HC Deb 26 January 1966 vol 723 cc209-10
35. Mr. Gardner

asked the Attorney-General what decision was reached about the proposal to set up a Commonwealth Court of Appeal as a result of exchanges between representatives of Her Majesty's Government and Commonwealth Governments after the Commonwealth Law Conference in Sydney in August.

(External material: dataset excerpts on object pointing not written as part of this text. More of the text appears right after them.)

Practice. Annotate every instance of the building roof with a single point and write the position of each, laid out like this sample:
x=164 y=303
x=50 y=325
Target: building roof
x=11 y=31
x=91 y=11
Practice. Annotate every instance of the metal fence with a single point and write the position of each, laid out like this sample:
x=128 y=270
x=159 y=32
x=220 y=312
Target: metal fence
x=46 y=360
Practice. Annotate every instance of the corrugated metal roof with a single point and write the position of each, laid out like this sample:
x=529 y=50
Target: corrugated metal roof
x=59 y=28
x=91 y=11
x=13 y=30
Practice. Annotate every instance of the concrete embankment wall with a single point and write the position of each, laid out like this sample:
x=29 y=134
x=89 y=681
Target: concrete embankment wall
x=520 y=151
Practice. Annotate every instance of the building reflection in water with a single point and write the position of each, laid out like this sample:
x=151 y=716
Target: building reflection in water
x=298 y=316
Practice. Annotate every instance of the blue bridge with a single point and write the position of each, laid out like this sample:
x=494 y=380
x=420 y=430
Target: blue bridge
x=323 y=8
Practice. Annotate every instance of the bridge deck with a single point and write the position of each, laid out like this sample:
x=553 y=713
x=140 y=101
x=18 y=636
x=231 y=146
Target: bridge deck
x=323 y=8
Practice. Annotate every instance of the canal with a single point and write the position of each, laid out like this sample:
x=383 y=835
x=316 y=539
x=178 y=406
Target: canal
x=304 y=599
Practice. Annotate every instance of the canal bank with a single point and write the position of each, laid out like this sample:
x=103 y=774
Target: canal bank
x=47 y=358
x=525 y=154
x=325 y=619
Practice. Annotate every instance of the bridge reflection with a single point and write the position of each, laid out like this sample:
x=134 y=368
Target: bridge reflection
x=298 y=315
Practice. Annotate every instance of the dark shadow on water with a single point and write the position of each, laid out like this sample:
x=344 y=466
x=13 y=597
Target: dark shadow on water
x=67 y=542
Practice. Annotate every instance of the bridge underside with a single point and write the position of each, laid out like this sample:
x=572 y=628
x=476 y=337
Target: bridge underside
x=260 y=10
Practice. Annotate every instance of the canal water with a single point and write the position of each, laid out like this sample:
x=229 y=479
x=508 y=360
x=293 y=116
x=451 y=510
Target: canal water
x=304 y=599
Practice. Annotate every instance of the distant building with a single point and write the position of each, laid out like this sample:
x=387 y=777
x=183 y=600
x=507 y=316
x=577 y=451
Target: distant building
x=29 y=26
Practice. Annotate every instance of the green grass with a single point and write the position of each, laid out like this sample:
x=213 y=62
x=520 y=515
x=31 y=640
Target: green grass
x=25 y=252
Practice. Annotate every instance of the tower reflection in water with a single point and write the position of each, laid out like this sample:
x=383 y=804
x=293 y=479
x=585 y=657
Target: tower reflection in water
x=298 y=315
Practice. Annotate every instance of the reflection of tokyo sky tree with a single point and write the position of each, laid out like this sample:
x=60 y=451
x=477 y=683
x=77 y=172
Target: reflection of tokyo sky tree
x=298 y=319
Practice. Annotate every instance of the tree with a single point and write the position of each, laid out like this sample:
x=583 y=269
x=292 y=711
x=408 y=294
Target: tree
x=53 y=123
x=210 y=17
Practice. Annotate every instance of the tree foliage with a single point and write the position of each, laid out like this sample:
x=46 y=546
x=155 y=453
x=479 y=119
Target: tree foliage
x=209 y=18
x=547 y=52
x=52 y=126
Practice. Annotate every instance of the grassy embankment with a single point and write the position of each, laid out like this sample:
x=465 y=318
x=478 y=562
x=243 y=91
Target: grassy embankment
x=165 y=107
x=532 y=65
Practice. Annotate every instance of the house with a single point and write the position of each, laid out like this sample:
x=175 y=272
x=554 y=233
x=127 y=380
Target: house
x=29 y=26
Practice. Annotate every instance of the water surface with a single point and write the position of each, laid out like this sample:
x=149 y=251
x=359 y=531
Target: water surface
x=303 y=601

The Attorney-General (Sir Elwyn Jones)

I would refer the hon. and learned Member to what was said by my hon. Friend the Minister of State for Commonwealth Relations in answer to Questions on this subject yesterday. My noble Friend the Lord Chancellor is making inquiries of other Commonwealth Governments to find out what progress has been made.

Mr. Gardner

Would not the right hon. and learned Gentleman agree that the importance of judicial links between Commonwealth countries has been dramatically demonstrated by the Rhodesian crisis? Would he not further agree that without judicial links of this kind, the recent visit of the Chief Justice of Rhodesia to this country would not have been possible? Would he not also agree that a certain way of strengthening the vital lifelines within the Commonwealth would be the creation of a Commonwealth Court of Appeal?

The Attorney-General

I entirely agree with the hon. and learned Gentleman's emphasis on the importance of judicial and legal links between Commonwealth Governments and, indeed, between lawyers of the Commonwealth. But as the hon. and learned Member, who was at Sydney, will recollect, there was no unanimity, to put it at its mildest, over the proposal for a Commonwealth court. He will also recollect the efforts made by my noble Friend the Lord Chancellor and myself to give a fair wind to the proposal.

Mr. Hogg

Will not the right hon. and learned Gentleman agree about this? Is it not the case that, even on the lowest level, the English common law, like the English language, is one of the few indestructible assets of this country, and ought we not to do our best to add to the prestige of this country by advertising its virtues and co-ordinating the common law of countries throughout the world?

The Attorney-General

I entirely agree with that tribute to our common law, modified as it has been in recent decades by legislation in this House. I am an unqualified admirer of its virtues, and it is a splendid thought that it is the law of millions of people throughout the world. The problems of creating a Commonwealth Court raised many difficulties, constitutional and otherwise, which were very clearly elaborated at Sydney and Canberra.